Having taken the first set with a break of serve in the final game, Lisicki was forced to come from 3-0 down and then fend off three set points before eventually coming through, 75 76(1).
The German defeated Scheepers for the loss of just five games in Beijing last week, and admitted she struggled to replicate this form in the rematch.
"I don't think it was one of my best matches," Lisicki said. "But at the end of the day, it's only the win that counts so I'm happy that I pulled it out."
After her memorable run to the Wimbledon final in July, Lisicki is back inside the Top 20 and setting her sights even higher.
"It gave me a huge amount of confidence, which I'm able to put into my matches now," she said about her Wimbledon breakthrough. "It's an experience that helps me a lot, for example, in matches when I'm not playing my best tennis.
"I was No.12 two years or one and a half years ago, so I was really close but didn't get into the Top 10. The experience really helped me, so now I'm just going to continue to work.
"Hard work really pays off.
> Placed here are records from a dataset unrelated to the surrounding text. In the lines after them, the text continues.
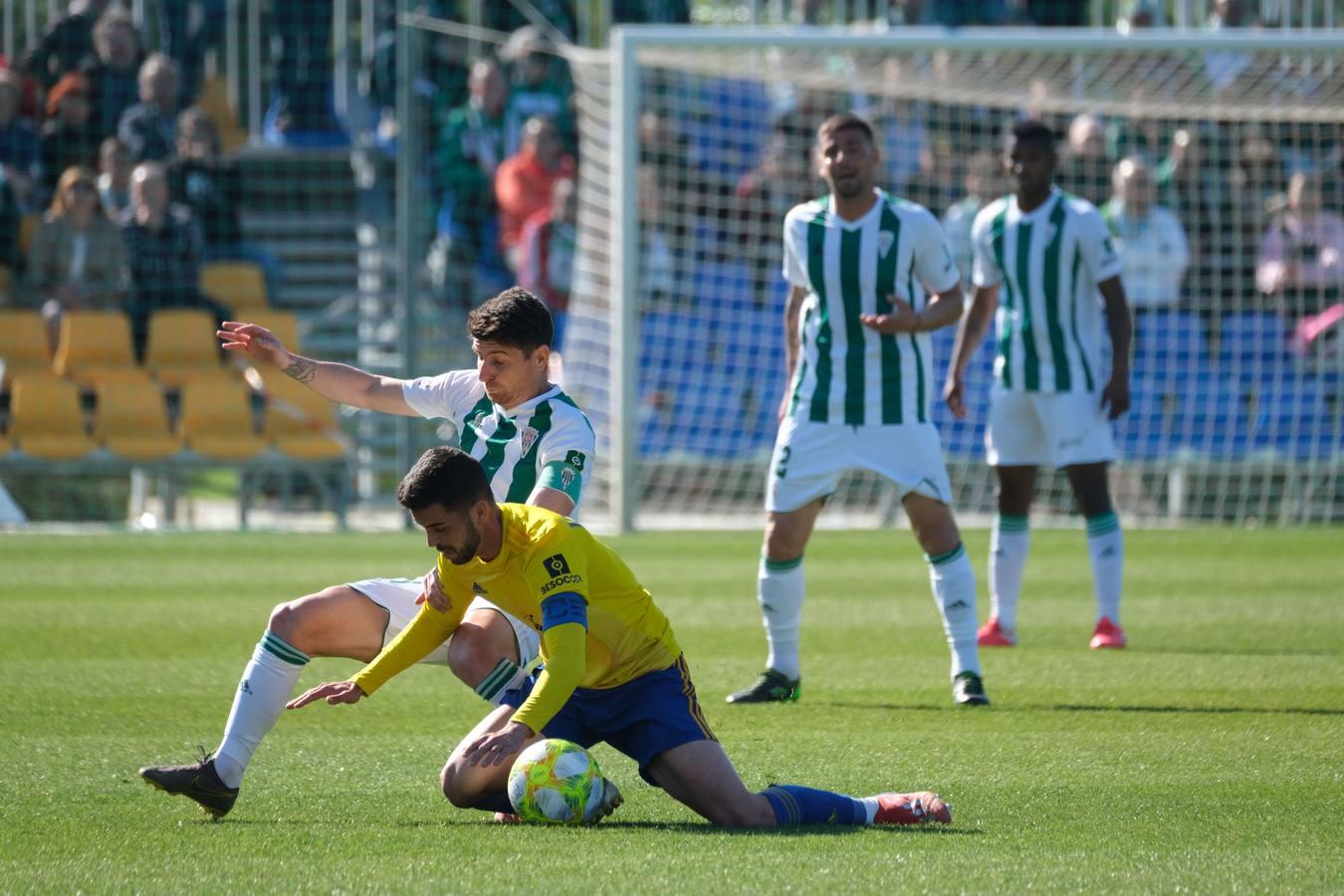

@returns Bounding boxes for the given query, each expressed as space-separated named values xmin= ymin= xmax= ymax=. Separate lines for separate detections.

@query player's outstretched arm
xmin=285 ymin=681 xmax=364 ymax=709
xmin=215 ymin=321 xmax=419 ymax=416
xmin=942 ymin=286 xmax=999 ymax=420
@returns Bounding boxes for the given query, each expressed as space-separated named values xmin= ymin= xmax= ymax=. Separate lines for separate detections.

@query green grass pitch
xmin=0 ymin=530 xmax=1344 ymax=893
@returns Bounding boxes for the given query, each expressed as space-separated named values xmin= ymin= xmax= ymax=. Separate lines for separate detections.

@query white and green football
xmin=508 ymin=738 xmax=602 ymax=824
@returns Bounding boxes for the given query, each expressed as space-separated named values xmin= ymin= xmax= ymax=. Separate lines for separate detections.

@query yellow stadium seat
xmin=145 ymin=308 xmax=219 ymax=387
xmin=266 ymin=374 xmax=345 ymax=461
xmin=177 ymin=379 xmax=266 ymax=461
xmin=93 ymin=379 xmax=181 ymax=462
xmin=196 ymin=77 xmax=247 ymax=156
xmin=243 ymin=311 xmax=304 ymax=353
xmin=19 ymin=212 xmax=42 ymax=255
xmin=0 ymin=308 xmax=51 ymax=383
xmin=54 ymin=312 xmax=138 ymax=385
xmin=9 ymin=374 xmax=97 ymax=461
xmin=200 ymin=262 xmax=270 ymax=317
Sometimes you start to panic when you don't see the results right away, but it comes with time. That's what I believe in and that's what Wimbledon proved to me."
Elsewhere, the evergreen Kimiko Date-Krumm delighted the home crowd when she defeated No.7 seed Laura Robson, 64 64. Also making an early exit was No.4 seed Flavia Pennetta, after she slipped to a 36 75 60 defeat to lucky loser Vania King.